Читать «Беседы об искусстве (сборник)» онлайн - страница 16

Огюст Роден

– Конечно живописца!

– Ну что ж, взгляните в таком случае на эту статую. – С этими словами он поднял лампу, с тем чтобы осветить античный торс сверху.

Взгляните на яркие блики света на груди, на резкие тени в складках тела, на золотистые пятна, на полупрозрачную, будто трепещущую, дымку на самых деликатных участках тела, на эти тонко растушеванные, почти растворяющиеся в воздухе переходы. Что вы на это скажете? Не правда ли, необычайная симфония в белых и черных тонах?

Мне пришлось согласиться с ним.

– Пусть это покажется парадоксальным, – добавил Роден, – но великие скульпторы такие же колористы, как и лучшие художники и граверы.

Они умело обыгрывают все ресурсы рельефа, отлично используют смелость света и неяркую скромность тени, и их скульптуры столь же упоительны, как самые блистательные офорты.

А цвет – вот к какому выводу я подвожу вас – подобен цветку, украшающему хорошо вылепленную модель. Цвет и хорошая лепка – эти два качества неразлучны, они-то и придают скульптурным шедеврам сияние живой плоти.

Глава IV

Движение в искусстве

В Люксембургском музее есть две статуи Родена, которые неизменно пленяют и притягивают меня: «Бронзовый век» и «Иоанн Креститель». Они еще более живые, чем натура, если только это возможно. Разумеется, во всех творениях этого автора, что находятся рядом с ними в этой галерее, есть трепет жизненной правды: они производят впечатление реальной плоти, они дышат, но эти две статуи – движутся.

Однажды в мастерской мэтра в Медоне я сообщил ему о своем предпочтении.

– Их в самом деле можно причислить к тем фигурам, где я сильнее подчеркнул мимику, – откликнулся Роден. – Кроме них я создал и другие, не менее поразительные – например, «Граждане Кале», «Бальзак», «Идущий человек».

И даже в тех моих вещах, где действие менее выражено, я всегда стремился дать признаки жеста: весьма редко я воплощал полную неподвижность. Я всегда пытался передать внутренние чувства через активность мускулов.

Неподвижности нет даже в бюстах, коим я часто придавал некий наклон, поворот, некое экспрессивное направление, чтобы усилить выражение лица.

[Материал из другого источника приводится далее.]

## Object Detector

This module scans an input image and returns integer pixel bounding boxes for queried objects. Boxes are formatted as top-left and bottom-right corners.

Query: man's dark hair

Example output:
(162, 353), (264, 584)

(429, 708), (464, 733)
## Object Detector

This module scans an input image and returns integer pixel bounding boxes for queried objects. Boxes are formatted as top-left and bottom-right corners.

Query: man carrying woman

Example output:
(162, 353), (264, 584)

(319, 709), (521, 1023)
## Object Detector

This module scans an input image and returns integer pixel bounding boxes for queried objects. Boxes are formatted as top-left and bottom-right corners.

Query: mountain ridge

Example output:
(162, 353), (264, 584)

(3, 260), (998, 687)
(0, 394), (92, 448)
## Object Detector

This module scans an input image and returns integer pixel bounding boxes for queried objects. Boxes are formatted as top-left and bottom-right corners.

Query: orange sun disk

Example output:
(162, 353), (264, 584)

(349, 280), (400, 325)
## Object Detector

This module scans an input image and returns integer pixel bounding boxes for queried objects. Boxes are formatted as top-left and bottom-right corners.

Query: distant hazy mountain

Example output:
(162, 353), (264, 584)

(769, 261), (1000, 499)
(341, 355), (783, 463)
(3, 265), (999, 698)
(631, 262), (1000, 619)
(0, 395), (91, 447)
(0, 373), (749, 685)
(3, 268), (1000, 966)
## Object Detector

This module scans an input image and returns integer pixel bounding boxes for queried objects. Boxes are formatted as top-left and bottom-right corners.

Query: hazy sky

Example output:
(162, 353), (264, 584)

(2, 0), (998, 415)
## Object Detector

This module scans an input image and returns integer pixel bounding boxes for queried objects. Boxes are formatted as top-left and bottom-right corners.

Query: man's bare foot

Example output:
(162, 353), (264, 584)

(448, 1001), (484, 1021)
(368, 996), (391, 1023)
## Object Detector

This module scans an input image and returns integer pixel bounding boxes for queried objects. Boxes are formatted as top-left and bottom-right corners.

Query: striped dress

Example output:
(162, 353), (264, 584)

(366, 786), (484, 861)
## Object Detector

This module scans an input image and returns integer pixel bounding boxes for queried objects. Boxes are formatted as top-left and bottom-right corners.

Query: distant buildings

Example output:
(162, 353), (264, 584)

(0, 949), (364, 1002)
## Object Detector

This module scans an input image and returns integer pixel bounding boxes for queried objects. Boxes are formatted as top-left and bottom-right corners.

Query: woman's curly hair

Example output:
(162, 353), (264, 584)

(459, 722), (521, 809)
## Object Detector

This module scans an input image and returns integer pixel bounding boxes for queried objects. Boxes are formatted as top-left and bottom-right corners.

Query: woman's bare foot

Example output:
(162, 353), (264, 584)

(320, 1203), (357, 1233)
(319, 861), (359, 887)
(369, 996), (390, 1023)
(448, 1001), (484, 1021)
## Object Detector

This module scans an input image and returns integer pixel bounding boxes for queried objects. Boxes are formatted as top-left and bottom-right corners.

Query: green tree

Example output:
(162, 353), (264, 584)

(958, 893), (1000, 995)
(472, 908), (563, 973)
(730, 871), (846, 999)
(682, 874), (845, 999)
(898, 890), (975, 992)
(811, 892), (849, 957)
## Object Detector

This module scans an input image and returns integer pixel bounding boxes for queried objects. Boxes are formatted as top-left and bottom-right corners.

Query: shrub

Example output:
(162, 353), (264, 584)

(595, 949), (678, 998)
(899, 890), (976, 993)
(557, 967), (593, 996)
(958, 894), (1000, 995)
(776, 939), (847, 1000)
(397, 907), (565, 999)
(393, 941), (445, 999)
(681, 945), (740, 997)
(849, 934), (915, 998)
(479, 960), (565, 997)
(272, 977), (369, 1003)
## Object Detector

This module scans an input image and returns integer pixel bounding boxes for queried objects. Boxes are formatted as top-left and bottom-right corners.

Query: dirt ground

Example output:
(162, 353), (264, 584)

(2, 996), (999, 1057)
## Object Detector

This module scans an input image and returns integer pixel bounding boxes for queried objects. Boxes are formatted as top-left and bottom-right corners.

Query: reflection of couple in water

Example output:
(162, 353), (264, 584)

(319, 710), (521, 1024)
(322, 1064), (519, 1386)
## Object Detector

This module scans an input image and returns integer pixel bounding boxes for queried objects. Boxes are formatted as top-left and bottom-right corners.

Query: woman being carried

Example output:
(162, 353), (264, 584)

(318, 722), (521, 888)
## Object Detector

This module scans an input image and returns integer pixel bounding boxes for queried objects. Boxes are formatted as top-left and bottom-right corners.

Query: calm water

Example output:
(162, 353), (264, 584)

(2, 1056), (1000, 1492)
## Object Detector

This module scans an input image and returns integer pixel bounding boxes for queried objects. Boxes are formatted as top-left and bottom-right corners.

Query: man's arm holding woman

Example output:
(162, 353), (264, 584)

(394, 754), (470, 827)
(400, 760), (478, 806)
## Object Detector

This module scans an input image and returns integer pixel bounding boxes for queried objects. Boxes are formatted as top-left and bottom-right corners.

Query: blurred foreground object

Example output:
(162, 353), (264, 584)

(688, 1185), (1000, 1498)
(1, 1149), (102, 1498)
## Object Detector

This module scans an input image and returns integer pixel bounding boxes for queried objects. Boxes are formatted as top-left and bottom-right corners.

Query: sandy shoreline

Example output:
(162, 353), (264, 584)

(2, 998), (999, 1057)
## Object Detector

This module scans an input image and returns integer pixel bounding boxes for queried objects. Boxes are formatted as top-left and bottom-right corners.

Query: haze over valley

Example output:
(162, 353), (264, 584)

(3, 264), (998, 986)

Искусство не существует вне жизни. Когда ваятель хочет интерпретировать радость, боль, какую-либо страсть, он сумеет взволновать нас лишь в том случае, если владеет средством вдохнуть жизнь в сотворенные им существа. Иначе что нам в радости или боли инертного объекта… каменной глыбы? А ведь в нашем искусстве иллюзия жизни достигается благодаря хорошей лепке и движению. Эти два качества подобны крови и дыханию прекрасных творений скульптуры.

– Мэтр, – обратился я к Родену, – вы мне уже рассказали об искусстве лепки; с тех самых пор наслаждение шедеврами скульптуры стало для меня куда более полным; мне хотелось бы расспросить вас о движении, которое, как я чувствую, имеет не меньшее значение.

Когда я рассматриваю олицетворяющий бронзовый век персонаж, который пробуждается, наполняет воздухом легкие, поднимает руки, или вашего «Иоанна Крестителя», который, кажется, вот-вот покинет свой пьедестал, чтобы нести повсюду Слово Веры, к моему восхищению примешивается волнение. В вашем умении оживить бронзу мне чудится что-то колдовское. Вообще я изучал немало шедевров, созданных вашими славными предшественниками, например статую маршала Нея или «Марсельезу» Рюда, «Танец» Карпо или хищников Бари, и никогда не мог найти удовлетворительного объяснения воздействию этих скульптур на меня. Я продолжаю задавать себе вопрос: каким образом бронза или камень кажутся и впрямь движущимися, как очевидно неподвижные фигуры предстают ожившими и даже совершают резкие движения?